GCP with Dataflow - PubSub - BigQuery
Description
This Python project set up the following working components on Google Cloud Platform (GCP)
-
Publishing messages name, action, and created_at timestamp to a GCP topic
-
Subscribing the messages to from the topic's subscription and print out the msg
-
An apache beam dataflow that perform the following tasks
- accepts input arguments to listen to a GCP topic or subscription
- accepts input arguments to save the event data to big query with some data transformation
- perform streaming analytic with a 10-second window and 30 minute allowed lateness watermark
- the streaming analytic aggregate the number of time a name is mentioned within the window and print it out
Prerequisites
In order to run this code, you will need the following set up
- A working GCP project with BigQuery, PubSub, and Dataflow enabled
- Install and initialize GCP Cloud SDK: https://cloud.google.com/sdk/docs/
- A service account that have the appropriate permission to read and write to the above services
- Without the service account, you can use the default google credentials as well
- In BigQuery console window, create a dataset named "CoreTest" and a table named "dataflow_mvp"

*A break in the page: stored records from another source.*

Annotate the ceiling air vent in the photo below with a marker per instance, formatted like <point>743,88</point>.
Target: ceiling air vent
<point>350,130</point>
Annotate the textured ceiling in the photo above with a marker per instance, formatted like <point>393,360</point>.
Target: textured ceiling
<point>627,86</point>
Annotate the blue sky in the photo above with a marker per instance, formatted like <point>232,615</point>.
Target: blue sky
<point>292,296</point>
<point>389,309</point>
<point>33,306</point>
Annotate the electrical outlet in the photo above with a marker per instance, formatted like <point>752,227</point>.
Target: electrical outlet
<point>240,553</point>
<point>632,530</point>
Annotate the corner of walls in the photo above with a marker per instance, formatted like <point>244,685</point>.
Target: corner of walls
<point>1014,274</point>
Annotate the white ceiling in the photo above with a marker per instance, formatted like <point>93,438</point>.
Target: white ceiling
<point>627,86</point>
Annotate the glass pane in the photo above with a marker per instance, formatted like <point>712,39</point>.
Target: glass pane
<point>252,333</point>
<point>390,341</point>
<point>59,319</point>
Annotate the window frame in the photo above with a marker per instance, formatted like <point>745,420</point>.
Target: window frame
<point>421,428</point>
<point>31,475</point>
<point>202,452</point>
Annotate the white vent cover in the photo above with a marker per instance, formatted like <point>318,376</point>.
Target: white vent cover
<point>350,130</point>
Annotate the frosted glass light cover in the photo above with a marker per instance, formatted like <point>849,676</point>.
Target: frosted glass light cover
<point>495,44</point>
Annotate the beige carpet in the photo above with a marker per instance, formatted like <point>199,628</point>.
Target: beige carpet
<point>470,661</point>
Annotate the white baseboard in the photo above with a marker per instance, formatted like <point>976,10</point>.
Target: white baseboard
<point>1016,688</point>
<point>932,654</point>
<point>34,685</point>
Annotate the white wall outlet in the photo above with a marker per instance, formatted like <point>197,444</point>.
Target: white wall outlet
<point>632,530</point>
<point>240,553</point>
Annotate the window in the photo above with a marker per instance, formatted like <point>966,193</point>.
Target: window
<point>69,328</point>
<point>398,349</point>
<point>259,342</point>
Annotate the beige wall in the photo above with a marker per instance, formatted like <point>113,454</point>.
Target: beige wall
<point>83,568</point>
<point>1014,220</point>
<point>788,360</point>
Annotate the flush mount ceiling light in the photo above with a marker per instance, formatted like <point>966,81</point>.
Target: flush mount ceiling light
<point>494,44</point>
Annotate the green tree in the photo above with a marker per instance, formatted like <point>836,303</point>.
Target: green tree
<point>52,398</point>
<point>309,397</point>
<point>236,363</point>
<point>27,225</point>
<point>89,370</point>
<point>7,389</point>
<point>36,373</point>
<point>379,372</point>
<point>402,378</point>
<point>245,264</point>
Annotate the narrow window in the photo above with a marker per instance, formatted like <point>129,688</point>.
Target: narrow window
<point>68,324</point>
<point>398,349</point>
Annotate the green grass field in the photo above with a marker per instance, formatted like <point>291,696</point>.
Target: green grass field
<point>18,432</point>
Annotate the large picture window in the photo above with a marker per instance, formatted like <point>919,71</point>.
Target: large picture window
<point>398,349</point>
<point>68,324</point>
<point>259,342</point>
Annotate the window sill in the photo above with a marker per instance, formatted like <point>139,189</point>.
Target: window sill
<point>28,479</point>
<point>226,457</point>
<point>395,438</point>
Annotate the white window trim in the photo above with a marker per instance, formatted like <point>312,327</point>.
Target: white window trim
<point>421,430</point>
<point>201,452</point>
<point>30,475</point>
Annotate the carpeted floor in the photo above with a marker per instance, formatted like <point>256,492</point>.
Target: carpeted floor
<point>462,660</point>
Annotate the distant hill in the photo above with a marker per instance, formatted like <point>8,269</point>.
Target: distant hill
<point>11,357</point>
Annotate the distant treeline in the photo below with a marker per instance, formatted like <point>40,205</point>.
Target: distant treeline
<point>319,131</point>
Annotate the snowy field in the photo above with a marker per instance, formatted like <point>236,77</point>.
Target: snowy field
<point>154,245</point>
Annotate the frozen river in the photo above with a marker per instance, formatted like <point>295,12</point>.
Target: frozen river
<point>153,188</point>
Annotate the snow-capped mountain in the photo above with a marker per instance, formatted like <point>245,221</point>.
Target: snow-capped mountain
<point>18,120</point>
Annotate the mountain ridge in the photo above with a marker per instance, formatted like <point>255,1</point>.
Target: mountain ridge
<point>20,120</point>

- The table schema can be referred inside mvp.py file toward the end of the source code
- Create a .env file with the following keys
- GCP_DEFAULT_CREDENTIALS=the absolute path of your credential json file
- TOPIC_ID=GCP topic id name only
- SUBSCRIPTION_ID=GCP subscription id name only
Structure
-
pubSubMessage folder contain two python files
- publish.py is used to publish events to a topic
- subscribe.py is used to subscribe events from the topic's subscription
-
mvp.py is an apache beam code which retrieves data from the subscription or a topic
- it allows watermark and 30 minute lateness
- it processes created_at format so that big query can accept as streaming insert
- it saves the output to bigquery to CoreTest.dataflow_mvp
- it aggregates name and number of action per name per window batch and print it out
-
Dataflow getting started example provided from Apache Beam
Usages
This section assumes you already complete all the prerequisites mentioned above From this point, we will simulate all the components using Terminal interface. The dataflow will also run via DirectRunner instead of deploying to GCP dataflow. You can deploy the apache beam code to dataflow runner if you prefer. Make sure to provide the appropriate credentials. Refer to Dataflow Python Quickstart
-
After turning on virtualenv and install the dependencies, turn on the component to publish events
cd pubSubMessages python publish.py
-
Optional: In a different window, turn on the component to subscribe to the events
cd pubSubMessgaes python subscribe.py
-
To turn on dataflow runner, first provide default GCP credentials to your terminal window
export GOOGLE_APPLICATION_CREDENTIALS="<absolute path of the credential json file>"
-
then run the dataflow with DirectRunner
python -m mvp --output_table <project-id>:<dataset-id>.<table-id> --input_subscription projects/<project-id>/subscriptions/<subscription-id>
Deploy on GCP
-
More detail from GCP Flex Template example
-
Set shell environment variables
export REGION="us-central1" export SUBSCRIPTION="<your_subscription_name>" export PROJECT="<your_project_name>" export DATASET="<your_dataset_name>" export TABLE="<your_table_name" export BUCKET="<you_gcp_storage_bucket_name>"
-
Docker Build the template. In this case, the image name is tri-beam
export TEMPLATE_IMAGE="gcr.io/$PROJECT/dataflow/tri-beam:latest" gcloud builds submit --tag "$TEMPLATE_IMAGE"
-
Create the template json. In this case, the template json file name is tri-beam
export TEMPLATE_PATH="gs://$BUCKET/test/templates/tri-beam.json" gcloud dataflow flex-template build $TEMPLATE_PATH \ --image "$TEMPLATE_IMAGE" \ --sdk-language "PYTHON" \ --metadata-file "metadata.json"
-
Running Dataflow flex template. In this case, the job name is tri-beam-
gcloud dataflow flex-template run "tri-beam-`date +%Y%m%d-%H%M%S`" \ --template-file-gcs-location "$TEMPLATE_PATH" \ --parameters input_topic="projects/$PROJECT/topics/$TOPIC" \ --parameters output_table="$PROJECT:$DATASET.$TABLE" \ --region "$REGION"